How does one cling to hope when love — that is, real, true, genuine love, however defined by our personalized experiences — when it is actually based on feelings — the most perishable of our possessions?

I once was asked how I would feel if a certain song was dedicated to me. The song in question goes by the name of Lakambini, by Filipino singer-songwriter Ebe Dancel (b. May 30, 1976).

It is a romantic song-poem based on a real-life experience, crafted into a reimagination of the love inhabited by Andres Bonifacio (November 30, 1863 — May 10, 1897) and Gregoria de Jesus (May 9, 1875 — March 15, 1943) — a prominent pair belonging to Philippine history.

It starts with a verse that both insists and assures in staying together as the lovers part ways:

Kung ito na ang huli kong liham,
Ayoko syang masayang
Sa isang paalam,
Sa isang paalam

(Should this be my last letter, I don’t want it to be wasted on one farewell)

Dahil ako ay mabubuhay
Sa ‘yong mga alaala
At sa puso mo,
Diwa ko’y titira

(Because I will live on in your memories, and in your heart, my spirit shall remain)

‘Di mo na ako kailangang hanapin pa
Pikit ka lang sinta, ako ay nar’yan na

(You need not look for me anymore, just close your eyes, love, and I have come)

Such assurance transforms into a plea not to be forgotten on the latter part of the song:

O lakambini ko,
Buhay ng buhay ko,
S’an ka man patungo,
Dalhin mo ako

(Oh my lakambini [muse], the life of my life, wherever you go, carry me with you)

The refrain brings to mind Mary Oliver’s once poetizing of love as the “invisible and powerful and uncontrollable and beautiful and possibly even unsuitable,” — the force that does the choosing, as she once put it — which in turn reminds me of Herman Melville calling it a “divine magnet”.

As people chosen or pulled by this invisible, lifeless yet heavily animating force (which, in certain ways of meaningful living, one can also court back to oneself or conceive without any reason or motivation), the lovers, so long as they don’t deny love, will be alright:

Sa buhay mang ito
O sa kabilang mundo,
Hangga’t may pag-asang dumadaloy
Sa akin at sa’yo

(In this life, or in another world, as long as there’s hope for me and you)

Hangga’t pag-ibig ay panig sa atin,
Kumagat man ang dilim,
‘Wag mangamba
Dahil liwanag tayo ng isa’t isa

(As long as love is on our side, even when darkness comes, don’t (you) worry, because we are each other’s light)

Evident in the song’s refrain is the sentiment that prays for hope in their love even if such hope is not granted to them anymore during their lifetime, even when such hope outlives them, even when such hope lives in a life that is not theirs — such as in a love inhabited by another pair of human hearts in the far future: Even if that hope does not belong to them anymore.

This selfless ode to hope in love may also count as a nod to all the love that has been inhibited, is being inhibited, and yet to be inhibited.

O ‘wag ka nang matakot
Mundo’y hayaan mong umikot
Darating din ang
Panahon ng hinahon

(Oh don’t you fret, let the world go on, the time of calm will come again)

Especially relevant to modern life, here’s an acknowledgment to living in the reality that time flies, especially in the age where we live: everything is fast-paced.
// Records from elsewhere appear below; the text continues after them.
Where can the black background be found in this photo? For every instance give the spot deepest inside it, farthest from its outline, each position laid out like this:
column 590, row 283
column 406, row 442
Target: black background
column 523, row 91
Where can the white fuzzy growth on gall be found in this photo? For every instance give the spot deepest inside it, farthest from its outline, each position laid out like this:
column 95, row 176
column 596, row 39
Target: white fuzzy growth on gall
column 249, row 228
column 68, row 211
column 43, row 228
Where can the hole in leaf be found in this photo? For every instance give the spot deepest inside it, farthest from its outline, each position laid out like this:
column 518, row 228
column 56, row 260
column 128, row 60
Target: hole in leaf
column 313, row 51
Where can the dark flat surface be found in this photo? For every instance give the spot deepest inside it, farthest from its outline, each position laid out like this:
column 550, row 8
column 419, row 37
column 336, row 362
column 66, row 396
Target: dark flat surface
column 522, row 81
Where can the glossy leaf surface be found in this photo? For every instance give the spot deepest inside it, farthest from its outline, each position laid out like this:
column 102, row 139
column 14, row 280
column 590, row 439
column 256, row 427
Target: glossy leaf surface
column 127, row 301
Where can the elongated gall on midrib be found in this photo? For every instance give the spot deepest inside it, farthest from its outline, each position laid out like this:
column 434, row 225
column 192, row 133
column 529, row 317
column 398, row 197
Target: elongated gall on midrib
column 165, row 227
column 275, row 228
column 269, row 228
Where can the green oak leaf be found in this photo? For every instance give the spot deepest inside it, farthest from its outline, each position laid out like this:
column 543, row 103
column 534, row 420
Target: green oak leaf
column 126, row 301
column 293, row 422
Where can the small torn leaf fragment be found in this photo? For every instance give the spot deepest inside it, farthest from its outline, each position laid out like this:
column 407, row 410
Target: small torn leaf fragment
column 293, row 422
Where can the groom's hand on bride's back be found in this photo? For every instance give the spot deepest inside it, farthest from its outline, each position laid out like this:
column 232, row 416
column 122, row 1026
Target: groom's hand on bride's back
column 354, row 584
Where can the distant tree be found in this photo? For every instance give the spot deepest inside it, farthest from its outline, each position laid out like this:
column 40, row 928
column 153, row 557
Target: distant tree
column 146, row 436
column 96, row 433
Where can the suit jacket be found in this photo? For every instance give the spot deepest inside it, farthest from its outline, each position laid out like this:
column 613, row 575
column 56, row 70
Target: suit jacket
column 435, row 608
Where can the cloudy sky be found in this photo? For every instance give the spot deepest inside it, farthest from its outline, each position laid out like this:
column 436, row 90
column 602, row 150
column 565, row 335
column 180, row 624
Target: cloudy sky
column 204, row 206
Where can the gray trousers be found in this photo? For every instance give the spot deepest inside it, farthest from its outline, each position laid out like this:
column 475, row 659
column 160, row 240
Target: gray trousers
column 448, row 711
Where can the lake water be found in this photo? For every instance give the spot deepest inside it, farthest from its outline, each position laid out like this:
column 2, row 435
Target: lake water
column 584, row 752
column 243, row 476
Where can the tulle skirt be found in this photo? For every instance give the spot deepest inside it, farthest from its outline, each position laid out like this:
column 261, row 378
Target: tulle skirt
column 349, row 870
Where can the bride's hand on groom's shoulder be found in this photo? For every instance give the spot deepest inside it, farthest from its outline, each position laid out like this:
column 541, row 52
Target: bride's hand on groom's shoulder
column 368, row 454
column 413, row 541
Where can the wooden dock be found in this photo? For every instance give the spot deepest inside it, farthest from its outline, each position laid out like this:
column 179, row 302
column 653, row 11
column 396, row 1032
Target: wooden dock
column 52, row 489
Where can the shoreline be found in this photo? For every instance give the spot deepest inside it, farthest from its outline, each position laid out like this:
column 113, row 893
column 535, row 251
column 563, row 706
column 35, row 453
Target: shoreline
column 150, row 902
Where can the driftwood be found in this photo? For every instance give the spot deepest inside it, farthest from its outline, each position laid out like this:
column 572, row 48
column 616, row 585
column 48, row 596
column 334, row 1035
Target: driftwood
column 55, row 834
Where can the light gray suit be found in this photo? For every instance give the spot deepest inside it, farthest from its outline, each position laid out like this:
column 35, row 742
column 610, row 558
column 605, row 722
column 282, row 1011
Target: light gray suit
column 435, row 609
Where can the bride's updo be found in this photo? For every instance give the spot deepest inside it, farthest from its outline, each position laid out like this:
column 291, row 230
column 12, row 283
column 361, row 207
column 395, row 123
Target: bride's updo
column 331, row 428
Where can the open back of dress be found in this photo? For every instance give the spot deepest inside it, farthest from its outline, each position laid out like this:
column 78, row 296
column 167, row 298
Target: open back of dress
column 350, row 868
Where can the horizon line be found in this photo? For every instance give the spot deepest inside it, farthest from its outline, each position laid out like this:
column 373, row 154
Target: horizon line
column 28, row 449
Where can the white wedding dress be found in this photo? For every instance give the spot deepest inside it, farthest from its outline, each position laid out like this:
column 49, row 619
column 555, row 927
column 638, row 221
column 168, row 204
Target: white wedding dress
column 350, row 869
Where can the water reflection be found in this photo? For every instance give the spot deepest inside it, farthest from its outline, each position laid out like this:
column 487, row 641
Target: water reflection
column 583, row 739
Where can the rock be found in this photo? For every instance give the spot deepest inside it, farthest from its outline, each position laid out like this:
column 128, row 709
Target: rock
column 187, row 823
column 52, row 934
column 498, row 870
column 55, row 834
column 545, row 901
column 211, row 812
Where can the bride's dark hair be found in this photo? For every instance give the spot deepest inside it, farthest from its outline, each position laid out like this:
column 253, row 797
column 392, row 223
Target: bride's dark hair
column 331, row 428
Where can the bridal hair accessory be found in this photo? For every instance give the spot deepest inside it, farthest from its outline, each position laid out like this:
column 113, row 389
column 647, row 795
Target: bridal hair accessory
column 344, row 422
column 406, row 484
It is an acknowledgment of how easy yet how human it is to be fearful of uncertainty, of getting missed out, with a pat of assurance on the back that stillness will come.

At ‘di mo na ako kailangang hanapin pa
Pikit ka lang sinta, ako ay nar’yan na

(And you need not look for me anymore, just close your eyes, love, and I have come)

The repetitiveness of this line calls for the ease of getting summoned, as a lover resides on top of their beloved’s mind, and, in this case, the Lakambini’s mind. The lover serves as a force of calm, a sanctuary of relief, an undimmed light from the occasional unpleasantness of solitude — also evident in the refrain’s “liwanag tayo ng isa’t isa” Closing one’s eyes shuts off the heartbreaking reality of the Now — the now that is without the presence of the beloved — in order to allow ourselves to wander away to what most of us refer to as the “happy place,” even for just a little while.

There is an eternity to the love that is conceived for the beloved — independent from the linearity of the time we invented, from the fluidity of our character, from the space understood by science and nature, from the survival of our relationship with this person, from the survival of the love between us and our beloved. Such songs invite us to remember that this love being dedicated to us at this very moment is not finite in the way we widely perceive finitude. Change is constant, but this fragment of time where we celebrate the love we inhibit now is frozen in space-time, independent of our ideals and doubts. And we keep the memory alive as we carry the loves we inhabited through our days.

Perhaps this is how a moment lasts forever.